Comme les électeurs de ces pays croulent sous les bonnes intentions, les belles promesses et les engagements solennels, ils s'attendent à ce que les partis et les candidats y donnent effectivement suite s'ils sont élus. Certes les partis et les candidats tentent de convaincre les électeurs sur la base de leurs antécédents (et en contestant les antécédents de leurs adversaires). S'ils ne donnent pas suite à leurs intentions, à leurs promesses et à leurs engagements, avec un tel accès à l'information et aux communications instantanées, ces promesses creuses ne vont tout simplement plus convaincre personne.

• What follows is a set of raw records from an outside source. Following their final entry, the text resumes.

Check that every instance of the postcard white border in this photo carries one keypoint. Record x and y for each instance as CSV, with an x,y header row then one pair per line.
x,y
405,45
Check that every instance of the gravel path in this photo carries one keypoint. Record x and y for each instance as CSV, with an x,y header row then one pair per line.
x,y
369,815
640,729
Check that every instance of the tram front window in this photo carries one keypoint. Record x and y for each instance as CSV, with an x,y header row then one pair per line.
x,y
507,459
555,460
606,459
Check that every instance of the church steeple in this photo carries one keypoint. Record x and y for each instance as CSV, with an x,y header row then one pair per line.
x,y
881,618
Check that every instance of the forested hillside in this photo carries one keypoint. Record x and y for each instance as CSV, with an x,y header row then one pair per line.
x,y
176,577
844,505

Les campagnes d'entreprises connaissent la même situation. Elles envoient leurs dirigeants devant les organes législatifs exprimer leur contrition pour leurs graves malversations et promettre un bon comportement à l'avenir. Pourtant les manchettes des journaux sont remplies comme à l'accoutumée d'histoires contraires à l'éthique, voire tout bonnement criminelles, sur le comportement des entreprises. Malheureusement trop de dirigeants d'entreprises persistent à percevoir le monde selon un modèle « nous » contre « eux », plutôt que de tenter de comprendre pourquoi en l'absence d'action déterminée personne ne leur fait confiance.
Les débuts sont essentiels, mais ils ne sont que cela. Il n'y a pas de solution facile pour l'économie de la zone euro, pour la Grèce, pour l'Ukraine ou pour l'un des autres défis majeurs auxquels nous faisons face actuellement. Mais à moins que les protagonistes ne soient persuadés que les annonces, les promesses de campagne et les accords de paix donnent bien lieu à une action délibérée claire, ils doivent réfléchir à deux fois avant d'ouvrir la bouche.
Lucy P. Marcus est PDG de Marcus Venture Consulting.